Humpback Covered Bridge Chronology (as recorded at the National Register for Historic Places):
1784, George Washington tours the Alleghany region and reports to the Virginia Assembly the necessity of constructing a system of canals and turnpikes to open trade and communication with the west.
1785 – James River Company incorporated
1816 – Virginia Board of Public Works established
1820 – Virginia General Assembly passes an act making the James River Company a state-operated venture and authorizes construction of a 208-mile road from the mouth of Dunlap Creek to the great falls of the Kanawha River
1824 – Three bridges were constructed on Dunlap Creek west of Covington, VA
1837 – Flood destroys all three bridges on Dunlap Creek and they are subsequently rebuilt
1842 – Flood destroys all bridges on the turnpike between Covington, VA and Lewisburg, WV and they are subsequently rebuilt
1849 – Upper Dunlap Creek Bridge rebuilt
1850 – Middle Dunlap Creek Bridge rebuilt
1856 – Flood destroys Lower Dunlap Creek Bridge
1857 – Present Humpback Covered Bridge built
1929 – Humpback Covered Bridge bypassed
1953 – Covington Business & Professional Women’s Club raises money for repairs and preservation of Humpback Covered Bridge
1954 – Humpback Covered Bridge restored and surrounding land developed as a public park
1969 – Humpback Covered Bridge designated a Virginia Historic Landmark and listed on the National Register of Historic Places
Visit the Covered Bridge Society of Virginia, Inc. website to see additional information about Humpback Bridge and other covered bridges in Virginia.

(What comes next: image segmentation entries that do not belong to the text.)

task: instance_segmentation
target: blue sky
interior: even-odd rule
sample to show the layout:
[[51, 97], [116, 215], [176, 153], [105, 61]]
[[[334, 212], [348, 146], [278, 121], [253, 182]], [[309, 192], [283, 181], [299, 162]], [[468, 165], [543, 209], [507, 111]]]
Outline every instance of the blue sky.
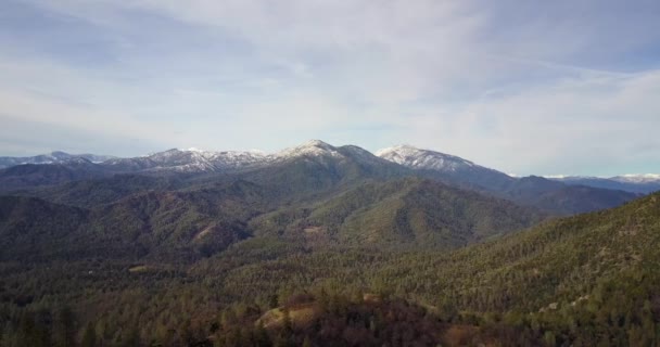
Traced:
[[0, 155], [433, 149], [660, 172], [658, 1], [4, 0]]

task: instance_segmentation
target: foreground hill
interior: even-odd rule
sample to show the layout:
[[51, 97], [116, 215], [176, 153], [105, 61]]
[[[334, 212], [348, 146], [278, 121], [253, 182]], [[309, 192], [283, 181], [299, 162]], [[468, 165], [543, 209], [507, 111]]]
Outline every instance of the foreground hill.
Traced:
[[[418, 183], [399, 184], [409, 184], [410, 190], [404, 190], [409, 192]], [[234, 195], [251, 191], [241, 185], [231, 189], [234, 190]], [[166, 201], [176, 206], [180, 196], [183, 193]], [[205, 210], [204, 196], [195, 197], [196, 207], [191, 213]], [[153, 210], [158, 216], [149, 219], [150, 223], [166, 220], [168, 215], [158, 211], [169, 210], [169, 207], [162, 209], [168, 202], [151, 197], [134, 200], [107, 208], [123, 209], [136, 204], [142, 206], [138, 210]], [[255, 201], [258, 200], [255, 195]], [[25, 206], [17, 208], [21, 204]], [[21, 204], [16, 201], [0, 204], [3, 218], [14, 216], [20, 221], [14, 226], [31, 220], [18, 217], [29, 216], [33, 209], [61, 208], [34, 201]], [[320, 206], [315, 213], [319, 220], [329, 218]], [[89, 213], [66, 208], [56, 214], [76, 219]], [[126, 216], [127, 220], [141, 223], [139, 214]], [[140, 340], [208, 345], [210, 336], [225, 329], [237, 338], [253, 336], [245, 335], [253, 331], [249, 327], [258, 329], [258, 318], [272, 308], [285, 307], [292, 294], [315, 293], [318, 299], [326, 292], [330, 297], [350, 299], [331, 300], [334, 304], [327, 313], [323, 310], [319, 316], [310, 316], [312, 329], [321, 330], [306, 333], [294, 325], [285, 334], [280, 331], [282, 325], [267, 332], [270, 340], [291, 337], [304, 343], [305, 336], [310, 342], [334, 336], [335, 342], [361, 338], [382, 342], [380, 338], [389, 336], [388, 340], [401, 343], [402, 338], [415, 340], [415, 337], [396, 335], [403, 330], [395, 326], [426, 322], [424, 327], [416, 325], [420, 329], [418, 336], [427, 336], [419, 339], [422, 346], [439, 342], [448, 346], [479, 342], [505, 346], [658, 343], [660, 194], [611, 210], [547, 221], [454, 252], [423, 245], [383, 248], [339, 243], [310, 247], [306, 242], [304, 237], [266, 233], [233, 243], [207, 258], [117, 259], [100, 253], [48, 262], [0, 261], [5, 284], [0, 291], [1, 321], [7, 322], [3, 338], [16, 342], [9, 346], [20, 346], [29, 329], [52, 333], [43, 338], [58, 338], [60, 317], [66, 312], [66, 307], [61, 306], [64, 303], [76, 317], [78, 325], [69, 329], [79, 331], [79, 340], [87, 334], [111, 345]], [[368, 293], [392, 301], [373, 306], [370, 299], [365, 299]], [[378, 310], [382, 310], [383, 320], [376, 313]], [[393, 316], [388, 316], [391, 311]], [[293, 316], [295, 322], [297, 318]], [[49, 317], [55, 317], [54, 322]], [[249, 321], [254, 325], [231, 325], [251, 317], [253, 320]], [[375, 330], [368, 325], [363, 331], [360, 324], [367, 322], [363, 318], [375, 318]], [[367, 323], [370, 322], [369, 319]], [[373, 335], [377, 331], [394, 335]], [[31, 346], [43, 346], [29, 342]]]
[[251, 221], [257, 234], [334, 241], [346, 245], [394, 243], [452, 249], [542, 220], [543, 214], [508, 201], [436, 181], [367, 182], [319, 203], [283, 208]]

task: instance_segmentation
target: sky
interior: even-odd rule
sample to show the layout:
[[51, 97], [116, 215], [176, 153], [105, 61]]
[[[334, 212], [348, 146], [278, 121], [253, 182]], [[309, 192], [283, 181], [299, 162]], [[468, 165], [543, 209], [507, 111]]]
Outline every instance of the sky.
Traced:
[[0, 155], [410, 144], [660, 172], [657, 0], [3, 0]]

Roaring Run - Located south of Covington on State Route 621, Roaring Run is near the Alleghany - Botetourt County line. (Directions: From I-64, take Exit 21 onto SR 696, right onto SR 616, then a sharp left onto SR 621.) Nestled in wooded hillsides, a magnificent waterfall cascades over a high precipice and falls to the stream below. The natural beauty of this picnic and hiking area is breathtaking and provides a delightful outdoor setting during all seasons.
Sweet Chalybeate - Sweet Chalybeate on Rt. 311 in Alleghany County southwest of Covington is the once-renowned mineral spas, Red Sweet Springs. Guests from the east came as early as 1773 to take advantage of the supposed healing powers of the sulphur water. Sweet Chalybeate Spa is no longer open to the public and is privately owned.